Вот где центр дела: эстетично — то, что растет! Не в этих ли мыслях Л-ва сближение с наименованием, у древнего Платона, «Творца мира» Демиургом, художником. Он таков не от того, что соделывает Вселенную, как столяр — вещь, а что отделывает ее, как ювелир, совершает» Усовершенствует), как бы восхищаясь делом рук своих и в восхищении почерпая новый мотив (пафос) для дальнейшего совершенства.
В них вся суть Л-ва, разом подымающая его над близорукими современниками, дающая ему преимущество мысли даже и над Д-ким. То-то он его и звал все, Фед. Мих.», с оттенком неуважения, как моложеватого товарища. Туг Л-в бесконечно стар исторически, точно, перед антихристом», когда уже «разгибаются» книги, за семью печатями» (Апокалипсис).

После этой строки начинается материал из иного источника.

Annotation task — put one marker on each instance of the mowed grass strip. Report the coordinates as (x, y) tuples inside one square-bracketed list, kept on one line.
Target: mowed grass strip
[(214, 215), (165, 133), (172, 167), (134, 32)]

Дело в том, что мы, христиане, вовсе не умеем выйти из орбиты христианского созерцания и, так сказать, каждый луч нашего зрения есть в то же время луч «воссиявшего мирови Света Разума». Все — мораль, «люби ближнего», соделывайся «братом ему». Патолог. Л-в вдруг восклицает: «позвольте, вы хвораете! вы умираете!! и хворь, и смерть (биологическую) отождествили с нравственным идеалом». Но этот патолог в то же время монах: выкрикнув восклицание свое, он весь съежился от страха, ушел весь в куколь свой, откуда глухо несутся стенания: «боюсь! за душу свою боюсь!! адских мук боюсь!!!» А что такое мука, — он по болезням своим, уже 20-летним, знает. Но и опять же, как вечно болеющий, он не хочет хвори; он разбрасывает пузырьки лекарств, выдвигается вновь из куколя своего, ищет цветного, звучного, «эстетического». «Эстетика универсальнее христианства! Что христианство для китайца и римлянина: местное явление!» И т. д. Так, подобно маятнику, качался бедный Л-в между двумя абсолютно противоположными, несовместимыми мирами, идеалами. Но невозможно не заметить, что эстетизм был натурою его, а в христианство он все-таки был только крещен; это — первозаконие и второзаконие. Тут — граница для известного афоризма, что «всякая душа человеческая — христианка», «человек уже рождается христианином». Нет этого, и не без причины Христос сказал: «рожденное от плоти есть плоть, а рожденное от Духа есть дух» и «нельзя войти в царство небесное, если не родиться (вторично) от Духа и Истины».